From the show’s premise, you’re set up to write Mark off as the worst of white gays, and to pity Jennifer and Shawn as his victims. But rather than reduce its characters to clichés, Losing Face demonstrates an admirable refusal to buy into them. The play doesn’t let Mark get away with pulling the classic gay man’s get-out-of-jail-free card of “I’m doing my best to live my truth”; Jennifer holds him accountable by reminding him of the real hurt and burden his “truth” caused. But nor is Jennifer the hero of the story. Her righteous cause as the neglected daughter leads her to push Mark too far, and the obvious pain this causes her father subverts our expectations of sympathy. And Shawn, though appearing as the naïve, Asian twink duped by another sub-par white man, isn’t just a backseat passenger in his relationship. He sees it for what it is, and is firm in his love for Mark anyway.
There’s something empowering about seeing the agency of these characters portrayed honestly. Too often we see the disempowerment of Asian characters as demure, sexualised objects serving the white male gaze. And our media is overpopulated with poorly behaved Queer characters whose trauma means they can do no wrong. With Losing Face, we get characters who are complicated and messy. They are agents in their own destruction who make mistakes, hurt each other, and choose to love painfully rather than painlessly. They also heal, learn to be better, and try to do the right thing. Even when time and space are bending around them, these characters are not passive objects but active participants in their own stories. Seeing them use their autonomy to navigate their flawed and fucked-up lives helps us to challenge how we could navigate our own.
Too often we see the disempowerment of Asian characters as demure, sexualised objects serving the white male gaze.
It’s a real credit to Joe’s dedication in telling a human story with enough nuance so it never seems like the audience is being led to feel any particular way about the characters or their relationships. As Joe puts it, “I want the characters to judge each other, but I don't want to judge them too much. I want to be able to love them. And I want to be able to understand them and all the complexity.” And it’s the fullness of Ford, Grierson and Lam’s emotional range that allows the play to pull that off. Their performances balance charisma and vulnerability with a subtlety that allows for their characters to be gloriously messy.

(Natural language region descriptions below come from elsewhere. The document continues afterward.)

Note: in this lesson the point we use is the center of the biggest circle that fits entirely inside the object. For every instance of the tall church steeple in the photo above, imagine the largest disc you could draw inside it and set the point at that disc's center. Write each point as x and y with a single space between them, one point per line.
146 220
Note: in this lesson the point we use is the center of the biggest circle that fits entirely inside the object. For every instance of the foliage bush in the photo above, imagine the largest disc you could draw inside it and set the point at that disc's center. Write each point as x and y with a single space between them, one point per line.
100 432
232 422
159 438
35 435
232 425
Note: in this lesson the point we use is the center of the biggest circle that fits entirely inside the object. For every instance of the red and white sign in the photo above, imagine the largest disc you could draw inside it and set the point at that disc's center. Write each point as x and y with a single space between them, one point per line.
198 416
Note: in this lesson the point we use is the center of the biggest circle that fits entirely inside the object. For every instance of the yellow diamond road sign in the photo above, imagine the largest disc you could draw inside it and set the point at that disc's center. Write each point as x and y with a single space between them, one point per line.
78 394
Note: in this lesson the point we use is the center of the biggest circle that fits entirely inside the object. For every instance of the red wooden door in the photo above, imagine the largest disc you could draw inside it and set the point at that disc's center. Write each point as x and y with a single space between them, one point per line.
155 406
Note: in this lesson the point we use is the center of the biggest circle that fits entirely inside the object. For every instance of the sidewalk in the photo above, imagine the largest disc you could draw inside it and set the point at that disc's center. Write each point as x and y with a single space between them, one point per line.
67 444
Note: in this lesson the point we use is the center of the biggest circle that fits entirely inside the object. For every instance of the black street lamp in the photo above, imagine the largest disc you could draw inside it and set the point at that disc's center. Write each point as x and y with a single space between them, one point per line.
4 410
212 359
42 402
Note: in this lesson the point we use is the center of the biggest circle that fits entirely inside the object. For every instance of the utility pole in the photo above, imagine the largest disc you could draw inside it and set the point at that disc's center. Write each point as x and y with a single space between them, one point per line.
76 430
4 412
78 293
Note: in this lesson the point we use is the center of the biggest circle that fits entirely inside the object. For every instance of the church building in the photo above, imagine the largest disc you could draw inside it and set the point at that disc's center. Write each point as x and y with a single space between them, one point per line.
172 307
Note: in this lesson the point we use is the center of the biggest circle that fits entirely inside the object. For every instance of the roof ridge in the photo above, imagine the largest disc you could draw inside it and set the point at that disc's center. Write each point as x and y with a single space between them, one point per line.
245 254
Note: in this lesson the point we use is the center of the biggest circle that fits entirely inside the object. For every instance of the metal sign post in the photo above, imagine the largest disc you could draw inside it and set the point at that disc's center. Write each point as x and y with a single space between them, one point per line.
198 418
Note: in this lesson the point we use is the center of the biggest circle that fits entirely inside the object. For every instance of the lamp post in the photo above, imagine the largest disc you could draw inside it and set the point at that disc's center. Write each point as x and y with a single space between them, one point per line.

Losing Face isn’t a total scrooge of a play, though – rest assured, it’s still as silly and sexual as any of Nathan Joe’s other works. There are enough sexual innuendos as well as actual scenes to ruin every single Pornhub category for you, and certain resets alone are so shockingly absurd you can’t help but crack up. His writing is sharp and so is his comedic timing – I mean, who else is out here making up complaint-to-the-Human-Rights-Commission-level jokes that gag the audience? It’s in these resets where reality plays fast and loose that the audience gets to breathe and enjoy a brief reprieve from the emotional whirlwind we’ve just been swept through.
Losing Face leaves us with questions and gives no easy answers: Were the repeats memories? Realities? Do they remember? Do they want to remember? “I want the play to be complicated enough that it doesn’t have any concrete answers,” Joe explains. Instead, he asks hard questions with no easy answers, like: “Should that relationship get better? Should this man be forgiven? Is she being too harsh? By the end, we are given one last repeat of Mark and Jennifer, father and daughter, reuniting. We are left hoping they do remember everything, that this time things will finally turn out right. All we know is that they will try again – and maybe that’s enough.